Ni en el cine

No olvidemos que Pancho Villa tuvo su coqueteo con Hollywood para que le filmaran un guión a la Robin Hood, protagonizado por un actor más guapo que él y programando fusilamientos no al ama+necer sino cuando hubiera mejor luz para captar los balazos, y que incluso la ficción permitía un final donde Villa terminaba nada menos que de Presidente de la República, sentado en la silla en celuloide tal cual se sentó en la vida real, al lado de Emiliano Zapata. Pero, wait a moment, con todo y lo bandolero analfabeta y lloroso asesino que fue, Villa se alzó en armas en medio de la revolufia de revueltas, rebelión y reformas que alzó el Sr. Madero con un proyecto político y social, y lo de ahora es cosa absolutamente demencial y diferente.

Lo que olvidan quienes quisieran fincarle responsabilidad a una actriz y un actor malencarado por haber conseguido entrevistar al criminal más buscado sobre el planeta es, precisamente, que se trata de un criminal culpable de no pocos asesinatos, responsable directo de otras miles de muertes, empresario exitoso pero de una organización ilegal que trafica a sangre y fuego con probado veneno para humanos. No me detengo a ponderar la ligereza de la mariguana y las bondades de su posible legalización mundial, pues basta contabilizar el nefando rendimiento de las toneladas de cocaína, heroína y metanfetaminas que ha distribuido su organización para, por lo menos, insinuar lo que ni los divos de Hollywood tomaron en serio: este hombre suelto andaba más armado que el ejército que lo atrapó, y en una de ésas nos enteramos de que su posible captura se veía frustrada al verlo desde un satélite acompañado de una actriz famosa (así como lo vieron con una de sus hijitas) o bien que podríamos haber visto la sangrienta escena donde aparecieran muertos y con la lengua de fuera la propia Kate y el mismísimo Sean.

Todo el tema apesta, pero sobre todo por la generalizada estulticia y la endémica imbecilidad donde florece este tipo de héroe confundido. A la lacrimógena biografía del joven pastorcito que cuidaba ovejas en la sierra y, al no tener otra alternativa en la vida, decide enrolarse en el negocio de la mostaza, hay que agregar el patético mal gusto en la vestimenta con la que se arregla para recibir a sus invitados, la muy limitada elocuencia con la que intenta su autobiografía verbal en una toma digna no de largometraje sino de pésimo video casero (con el gallo que canta al fondo, la inocente camioneta blanca seguramente blindada que estacionaron al filo de la reja), pero también nerviosamente lamentable el video del operativo del cuerpo de elite que logró entrar a su guarida y tardó más de una hora para descubrir que el túnel estaba en el espejo. Fiel reflejo.

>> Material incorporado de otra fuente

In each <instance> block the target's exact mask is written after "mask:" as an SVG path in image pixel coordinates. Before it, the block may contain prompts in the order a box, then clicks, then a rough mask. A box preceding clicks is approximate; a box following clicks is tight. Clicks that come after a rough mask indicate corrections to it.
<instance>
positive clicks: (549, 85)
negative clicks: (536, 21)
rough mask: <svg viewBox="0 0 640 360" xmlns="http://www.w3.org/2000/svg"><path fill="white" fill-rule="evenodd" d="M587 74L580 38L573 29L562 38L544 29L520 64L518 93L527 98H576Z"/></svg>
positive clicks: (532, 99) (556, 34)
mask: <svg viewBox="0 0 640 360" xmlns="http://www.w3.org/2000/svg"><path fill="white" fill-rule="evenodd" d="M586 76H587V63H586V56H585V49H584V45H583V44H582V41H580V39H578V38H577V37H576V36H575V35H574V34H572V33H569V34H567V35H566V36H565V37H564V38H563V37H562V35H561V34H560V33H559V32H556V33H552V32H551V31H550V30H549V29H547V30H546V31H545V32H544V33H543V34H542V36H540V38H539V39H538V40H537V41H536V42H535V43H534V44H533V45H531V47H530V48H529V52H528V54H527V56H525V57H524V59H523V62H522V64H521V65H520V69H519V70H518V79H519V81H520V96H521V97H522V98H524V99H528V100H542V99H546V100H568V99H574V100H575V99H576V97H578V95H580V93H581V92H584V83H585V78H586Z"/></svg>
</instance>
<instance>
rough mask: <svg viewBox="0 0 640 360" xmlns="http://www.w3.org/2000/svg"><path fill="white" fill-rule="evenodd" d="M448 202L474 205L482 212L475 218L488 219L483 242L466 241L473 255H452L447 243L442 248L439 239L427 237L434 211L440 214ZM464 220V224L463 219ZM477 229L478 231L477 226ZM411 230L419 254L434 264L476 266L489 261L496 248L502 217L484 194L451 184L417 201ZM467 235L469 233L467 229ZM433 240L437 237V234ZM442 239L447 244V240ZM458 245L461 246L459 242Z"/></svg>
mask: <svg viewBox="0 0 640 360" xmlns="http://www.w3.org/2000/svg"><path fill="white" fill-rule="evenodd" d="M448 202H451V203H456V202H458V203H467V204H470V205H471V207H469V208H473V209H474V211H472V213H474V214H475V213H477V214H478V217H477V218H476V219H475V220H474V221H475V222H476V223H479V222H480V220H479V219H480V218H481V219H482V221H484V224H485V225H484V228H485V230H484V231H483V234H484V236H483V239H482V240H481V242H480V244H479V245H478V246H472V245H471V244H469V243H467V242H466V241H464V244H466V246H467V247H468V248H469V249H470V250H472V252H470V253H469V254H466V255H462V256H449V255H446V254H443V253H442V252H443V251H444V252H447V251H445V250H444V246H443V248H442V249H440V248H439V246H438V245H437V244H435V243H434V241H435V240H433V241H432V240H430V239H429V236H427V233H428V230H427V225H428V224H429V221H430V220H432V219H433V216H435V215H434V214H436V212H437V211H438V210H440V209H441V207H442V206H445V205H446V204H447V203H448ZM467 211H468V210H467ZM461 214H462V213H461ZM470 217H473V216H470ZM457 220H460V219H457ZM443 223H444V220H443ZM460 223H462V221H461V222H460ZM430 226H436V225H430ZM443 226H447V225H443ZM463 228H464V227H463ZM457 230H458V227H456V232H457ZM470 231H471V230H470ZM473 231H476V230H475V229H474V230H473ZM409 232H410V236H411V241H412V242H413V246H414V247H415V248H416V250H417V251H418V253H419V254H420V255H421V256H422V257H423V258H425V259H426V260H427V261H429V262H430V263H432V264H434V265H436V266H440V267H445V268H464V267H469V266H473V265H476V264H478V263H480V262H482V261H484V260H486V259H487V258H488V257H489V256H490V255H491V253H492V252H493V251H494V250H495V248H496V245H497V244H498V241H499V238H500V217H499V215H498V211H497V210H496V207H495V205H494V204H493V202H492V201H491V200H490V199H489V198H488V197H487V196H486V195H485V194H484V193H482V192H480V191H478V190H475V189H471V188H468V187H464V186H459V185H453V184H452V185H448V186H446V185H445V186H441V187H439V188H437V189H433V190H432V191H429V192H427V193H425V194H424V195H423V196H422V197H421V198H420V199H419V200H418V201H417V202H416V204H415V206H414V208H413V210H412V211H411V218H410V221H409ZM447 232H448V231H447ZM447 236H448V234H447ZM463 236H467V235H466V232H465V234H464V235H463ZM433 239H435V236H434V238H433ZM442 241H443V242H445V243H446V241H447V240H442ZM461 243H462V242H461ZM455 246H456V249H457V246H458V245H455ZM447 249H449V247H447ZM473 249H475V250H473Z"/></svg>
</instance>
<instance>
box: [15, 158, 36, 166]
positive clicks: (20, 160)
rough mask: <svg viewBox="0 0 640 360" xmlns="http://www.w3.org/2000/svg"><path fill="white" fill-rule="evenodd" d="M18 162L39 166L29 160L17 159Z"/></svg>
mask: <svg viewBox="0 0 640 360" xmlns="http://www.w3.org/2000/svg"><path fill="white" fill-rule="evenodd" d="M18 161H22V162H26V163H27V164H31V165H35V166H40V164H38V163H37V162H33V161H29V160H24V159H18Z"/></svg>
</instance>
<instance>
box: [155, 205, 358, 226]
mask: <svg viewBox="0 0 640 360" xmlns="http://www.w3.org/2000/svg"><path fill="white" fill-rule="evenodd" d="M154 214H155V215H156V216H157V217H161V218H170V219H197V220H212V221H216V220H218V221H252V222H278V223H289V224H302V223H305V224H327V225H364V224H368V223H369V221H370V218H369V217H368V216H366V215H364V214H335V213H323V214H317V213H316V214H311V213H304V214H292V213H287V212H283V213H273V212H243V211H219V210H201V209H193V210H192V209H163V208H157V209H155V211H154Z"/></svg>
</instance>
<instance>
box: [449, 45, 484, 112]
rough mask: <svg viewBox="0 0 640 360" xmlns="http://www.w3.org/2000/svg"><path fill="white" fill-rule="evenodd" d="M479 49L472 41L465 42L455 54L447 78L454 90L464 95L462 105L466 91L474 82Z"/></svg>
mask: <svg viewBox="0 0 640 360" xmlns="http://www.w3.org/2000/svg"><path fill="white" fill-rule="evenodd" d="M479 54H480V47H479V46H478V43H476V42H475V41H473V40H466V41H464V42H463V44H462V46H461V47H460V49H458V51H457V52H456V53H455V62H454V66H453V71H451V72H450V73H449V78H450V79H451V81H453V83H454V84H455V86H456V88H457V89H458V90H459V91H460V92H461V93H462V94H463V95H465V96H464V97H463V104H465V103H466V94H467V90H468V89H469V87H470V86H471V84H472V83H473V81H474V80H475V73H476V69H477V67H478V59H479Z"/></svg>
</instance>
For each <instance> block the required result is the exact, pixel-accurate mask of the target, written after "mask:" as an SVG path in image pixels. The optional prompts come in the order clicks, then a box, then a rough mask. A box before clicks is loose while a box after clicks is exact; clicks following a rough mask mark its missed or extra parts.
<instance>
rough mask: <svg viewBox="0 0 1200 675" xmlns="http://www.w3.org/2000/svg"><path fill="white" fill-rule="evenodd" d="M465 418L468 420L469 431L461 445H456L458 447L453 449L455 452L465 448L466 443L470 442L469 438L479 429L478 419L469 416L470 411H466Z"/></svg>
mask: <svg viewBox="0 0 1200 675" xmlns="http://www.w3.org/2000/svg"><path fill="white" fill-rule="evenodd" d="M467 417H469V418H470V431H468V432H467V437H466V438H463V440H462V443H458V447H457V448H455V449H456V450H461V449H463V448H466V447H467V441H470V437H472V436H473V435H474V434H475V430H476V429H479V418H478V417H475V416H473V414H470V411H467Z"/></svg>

Sin embargo, hubo al menos un puñado de soldados que no cayeron en la tentación con la que intentó sobornarlos el otrora poderosísimo Chapo: no todos creen que la vida es el fácil vértigo de los negocios chuecos, la evasión constante y las camisas de Scarface. No todos profesan el amor por las armas bañadas en oro, las botas con puntas de plata y los bigotes pintados para parecer capo colombiano y, por lo mismo, no todos se creen la demencial invención de que los gánsteres tienen su corazón intacto en tanto no se embarran las narices con el detergente que le venden a los adictos.

No todos estarán de acuerdo en la resignación funcional de que hay mejores penales infalibles fuera de México para los delincuentes acostumbrados a escaparse por las alcantarillas de nuestros penales y drenajes públicos, y no todos entendemos ese raro hipnotismo por querer trascender a través de la pantalla grande, con guiones a modo de salvador de los pobres, tanto como no todos entendemos por qué no se anuncia de una vez el desmantelamiento de la intrincada red de sus finanzas, la extensión mundial de su lavado de dinero, la repartición y repatriación de sus inversiones, la revelación de sus complicidades veladas o descaradas con los municipios y estados en donde se sabe que invirtió en obra pública, hospitales, carreteras o liquidación de hipotecas y expansión de tlapalerías o tienditas locales. Pero lo que creo que todos podríamos aprender de este enredado guión lamentabilísimo es que el gobierno de México no puede reducir el tamaño de su misión (que ahora farda como cumplida) a la recaptura de un criminal que se le había escapado, y que las ínfulas de los sicarios, la camisita azul que luego queda en jirones para revelar la mugrosa camiseta sin mangas, confirman que en este estercolero ni con Hollywood se nos quita lo naco… ni lo narco.